E-Waste Trading Impact on Public Health and Ecosystem Services in Developing Countries
- *Corresponding Author:
- Shamim A
Associate Professor of Environmental Science
Earth and Atmospheric Sciences Department
Metropolitan State University of Denver
E-mail: [email protected]
Received date November 11, 2015; Accepted date December 22, 2015; Published date December 29, 2015
Citation: Shamim A, Mursheda AK, Rafiq I (2015) E-Waste Trading Impact on Public Health and Ecosystem Services in Developing Countries. J Waste Resources 5:188. doi: 10.4172/2252-5211.1000188
Copyright: © 2015 Shamim, et al. This is an open-access article distributed under the terms of the Creative Commons Attribution License, which permits unrestricted use, distribution, and reproduction in any medium, provided the original author and source are credited.
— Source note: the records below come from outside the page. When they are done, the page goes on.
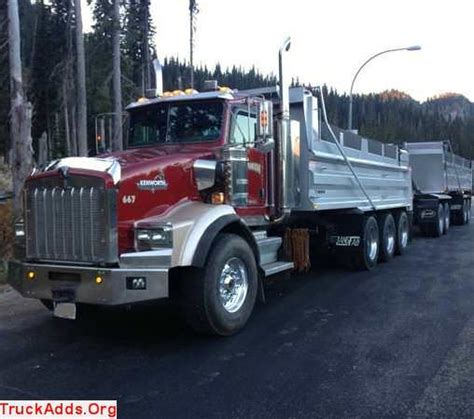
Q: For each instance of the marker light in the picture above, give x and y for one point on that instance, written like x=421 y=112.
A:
x=217 y=198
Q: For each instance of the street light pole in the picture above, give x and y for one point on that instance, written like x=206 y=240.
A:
x=412 y=48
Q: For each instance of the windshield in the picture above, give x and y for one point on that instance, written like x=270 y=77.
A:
x=174 y=123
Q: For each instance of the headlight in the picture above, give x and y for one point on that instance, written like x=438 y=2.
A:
x=154 y=237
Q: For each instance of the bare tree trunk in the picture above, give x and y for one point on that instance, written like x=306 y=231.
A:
x=67 y=132
x=81 y=83
x=43 y=150
x=146 y=51
x=117 y=139
x=20 y=117
x=73 y=131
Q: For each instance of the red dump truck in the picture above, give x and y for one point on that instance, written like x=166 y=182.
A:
x=199 y=203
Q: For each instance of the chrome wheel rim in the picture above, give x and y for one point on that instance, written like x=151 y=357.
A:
x=440 y=219
x=372 y=244
x=391 y=240
x=233 y=285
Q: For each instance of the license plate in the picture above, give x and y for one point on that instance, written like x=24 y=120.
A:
x=65 y=311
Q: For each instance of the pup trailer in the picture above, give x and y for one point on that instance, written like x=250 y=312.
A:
x=214 y=192
x=442 y=183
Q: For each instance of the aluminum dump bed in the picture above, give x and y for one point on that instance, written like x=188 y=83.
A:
x=436 y=170
x=326 y=181
x=321 y=177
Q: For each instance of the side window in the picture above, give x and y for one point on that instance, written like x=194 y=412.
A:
x=244 y=128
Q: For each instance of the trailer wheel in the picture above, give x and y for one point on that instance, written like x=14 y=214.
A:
x=447 y=217
x=219 y=299
x=461 y=217
x=467 y=211
x=387 y=237
x=403 y=232
x=368 y=253
x=436 y=229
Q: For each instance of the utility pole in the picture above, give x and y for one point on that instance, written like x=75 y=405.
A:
x=193 y=11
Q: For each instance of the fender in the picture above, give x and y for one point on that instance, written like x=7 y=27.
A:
x=214 y=229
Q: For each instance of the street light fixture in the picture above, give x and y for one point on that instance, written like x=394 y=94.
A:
x=411 y=48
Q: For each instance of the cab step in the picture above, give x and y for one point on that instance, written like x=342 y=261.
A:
x=276 y=267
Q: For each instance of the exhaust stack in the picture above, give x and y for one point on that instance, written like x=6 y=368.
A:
x=286 y=196
x=158 y=77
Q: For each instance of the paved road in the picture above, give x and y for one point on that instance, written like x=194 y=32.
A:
x=397 y=342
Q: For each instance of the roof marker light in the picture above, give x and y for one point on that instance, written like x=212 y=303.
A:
x=225 y=89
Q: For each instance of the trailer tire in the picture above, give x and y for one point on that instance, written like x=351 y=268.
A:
x=368 y=253
x=403 y=232
x=447 y=217
x=388 y=235
x=219 y=299
x=436 y=229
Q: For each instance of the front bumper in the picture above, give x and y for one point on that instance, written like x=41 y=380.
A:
x=77 y=284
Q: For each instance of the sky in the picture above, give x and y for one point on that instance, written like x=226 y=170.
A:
x=330 y=40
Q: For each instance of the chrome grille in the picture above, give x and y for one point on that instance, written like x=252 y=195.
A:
x=72 y=223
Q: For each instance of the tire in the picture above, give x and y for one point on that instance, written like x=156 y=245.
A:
x=388 y=234
x=436 y=229
x=212 y=301
x=368 y=253
x=447 y=217
x=403 y=232
x=461 y=216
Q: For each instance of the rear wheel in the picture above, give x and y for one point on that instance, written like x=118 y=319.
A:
x=368 y=252
x=388 y=235
x=219 y=299
x=447 y=216
x=403 y=232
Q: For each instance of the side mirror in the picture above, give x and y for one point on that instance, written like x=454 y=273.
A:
x=264 y=120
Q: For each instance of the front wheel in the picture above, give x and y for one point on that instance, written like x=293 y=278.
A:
x=220 y=298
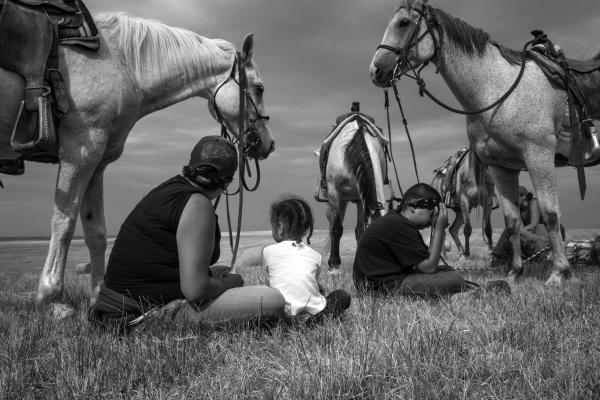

During recent year’s accelerated global rise in Waste of Electric and Electronic Equipment (WEEE) and its indiscriminate disposal is becoming a foremost concern for human health and ecosystem services. With the rise in concerns on e-waste management and disposals practices, there are attempts to hold back e-waste generation and processing by a variety of regulatory instrument. Realistically there are substantial deficiencies in regulatory initiatives on worldwide trade, unlawful trafficking and improper handling of e-wastes. Currently, the center of attention on recent studies is primarily focusing on linkages of improper handling and consequent health effects on workers in the developing countries. Several studies emphasized on public health problems and reduced ecosystem services. An imminent concern of global calamity is expected, unless appropriate measures are not placed immediately into actions. These concerns demand a need to re-review the facts from recent research studies and suggest effective plans for collection, handling, disposal and remedy of e-wastes. An across-the-board review of available research and policy strategy is necessary to find a sustainable solution dealing with the global trafficking and trade of e-wastes.